# Homework Help: Calculate Real and Reactive Power and write equation for S = P + jQ

1. Nov 30, 2017

### jaus tail

1. The problem statement, all variables and given/known data
v = 141.4sin(wt + 15)
i = 14.14 cos(wt - 45)

2. Relevant equations
Draw Phasors.
P = VI cos(theta)
Q = VI sin(theta)
S = P + jQ
theta is angle between V and I
3. The attempt at a solution

V = 141.4sin(wt + 15)
So Vrms = 141.4/1.414 sin(wt + 15)
= 100 sin (wt + 15)

I = 14.14 cos(wt - 45)
Now cos (-theta) = cos(theta)
So I = 14.14 cos (45-wt)
So I = 14.14 sin(90-45 + wt)
So I = 14.14 sin(45 + wt)
I rms = 10sin(wt + 45)

Now Vrms = 100sin(wt + 15)
I rms = 10sin(wt + 45)
I leads V by 30 degrees.
theta = 30 degrees.
P = VI cos(theta) = 100 * 10 * cos(30) = 866W
Q = VI sin(theta) = 100 * 10 * sin(30) = 500VAR
So S = P + jQ = 866 + j500

But in answer it is given S = 866 - j500

Where does the minus sign come from?
I understand that it is leading power factor so it gives Q but mathematically sin(30) is positive value. So why should S have negative VAR?

2. Nov 30, 2017

### scottdave

Leading current (current leads voltage) gives phasors pointing down (negative angle). Lagging current (current lags voltage) give phasors pointing up (positive angle).
That is the convention.

3. Dec 1, 2017

### cnh1995

By convention, leading VARs are negative and lagging VARs are positive, and S=VI*.
(If it were the opposite, you'd have to use S=IV*.)

4. Dec 1, 2017

### jaus tail

So mathematically when we calculate Q then it is V multiplied by I multiplied by the angle by which the voltage leads the current.
Thus here we'll get -theta.

5. Dec 1, 2017

### cnh1995

Take for example, V=20∠30° and I=4∠-30°.
Here, the current is lagging and by the convention S=VI*, you'll get S=P+jQ i.e. positive reactive power.

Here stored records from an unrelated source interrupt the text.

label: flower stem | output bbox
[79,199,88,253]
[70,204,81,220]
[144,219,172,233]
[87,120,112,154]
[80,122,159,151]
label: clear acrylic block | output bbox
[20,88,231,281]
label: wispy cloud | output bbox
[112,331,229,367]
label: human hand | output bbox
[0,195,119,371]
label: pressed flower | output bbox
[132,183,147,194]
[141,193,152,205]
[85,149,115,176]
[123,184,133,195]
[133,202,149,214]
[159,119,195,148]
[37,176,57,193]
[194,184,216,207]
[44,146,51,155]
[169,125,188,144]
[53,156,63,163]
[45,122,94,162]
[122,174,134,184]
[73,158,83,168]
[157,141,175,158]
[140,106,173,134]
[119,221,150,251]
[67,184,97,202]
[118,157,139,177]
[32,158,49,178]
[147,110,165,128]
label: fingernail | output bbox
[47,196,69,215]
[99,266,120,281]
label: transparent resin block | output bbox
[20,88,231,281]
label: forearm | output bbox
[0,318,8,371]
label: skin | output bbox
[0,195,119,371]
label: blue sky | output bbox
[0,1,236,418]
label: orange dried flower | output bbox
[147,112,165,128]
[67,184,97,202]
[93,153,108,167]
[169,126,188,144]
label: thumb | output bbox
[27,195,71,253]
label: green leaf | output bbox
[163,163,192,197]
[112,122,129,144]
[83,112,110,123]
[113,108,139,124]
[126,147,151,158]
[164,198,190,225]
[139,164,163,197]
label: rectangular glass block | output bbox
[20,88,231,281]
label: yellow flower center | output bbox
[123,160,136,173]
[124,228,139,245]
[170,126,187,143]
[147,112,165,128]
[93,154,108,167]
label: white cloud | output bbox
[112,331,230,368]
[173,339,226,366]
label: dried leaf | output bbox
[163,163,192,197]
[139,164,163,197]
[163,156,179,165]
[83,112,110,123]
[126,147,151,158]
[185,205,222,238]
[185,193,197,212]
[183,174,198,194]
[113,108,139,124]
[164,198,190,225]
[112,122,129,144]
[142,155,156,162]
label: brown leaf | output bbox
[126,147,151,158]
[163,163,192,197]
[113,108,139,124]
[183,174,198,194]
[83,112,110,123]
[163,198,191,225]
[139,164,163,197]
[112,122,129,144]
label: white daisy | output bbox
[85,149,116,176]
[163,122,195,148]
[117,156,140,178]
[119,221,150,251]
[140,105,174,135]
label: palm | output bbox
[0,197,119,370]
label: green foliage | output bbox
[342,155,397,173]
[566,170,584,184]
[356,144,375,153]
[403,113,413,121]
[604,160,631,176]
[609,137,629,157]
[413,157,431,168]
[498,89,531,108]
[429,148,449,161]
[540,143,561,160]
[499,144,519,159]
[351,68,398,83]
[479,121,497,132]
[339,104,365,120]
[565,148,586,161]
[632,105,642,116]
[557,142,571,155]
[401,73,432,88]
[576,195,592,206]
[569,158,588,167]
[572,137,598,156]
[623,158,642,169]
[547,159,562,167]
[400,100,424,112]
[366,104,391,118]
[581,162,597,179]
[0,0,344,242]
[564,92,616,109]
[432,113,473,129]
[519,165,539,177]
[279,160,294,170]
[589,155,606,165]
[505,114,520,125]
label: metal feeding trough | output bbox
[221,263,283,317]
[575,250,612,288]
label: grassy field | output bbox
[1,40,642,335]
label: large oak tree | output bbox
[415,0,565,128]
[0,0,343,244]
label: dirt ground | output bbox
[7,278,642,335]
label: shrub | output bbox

If you want lagging VARs to be negative (as your own convention), define S=IV*.

6. Dec 2, 2017

### jaus tail

I've also read that if P and Q are in opposite direction then motor/generator is working at leading pf. if P and Q are in same direction then motor/generator is working at lagging pf.

7. Dec 2, 2017

### cnh1995

There is no direction for Q. It is oscillating between the generator and the load.

8. Dec 2, 2017

### jaus tail

Then why do we say that capacitor acts as source of Q and inductor acts as load of Q?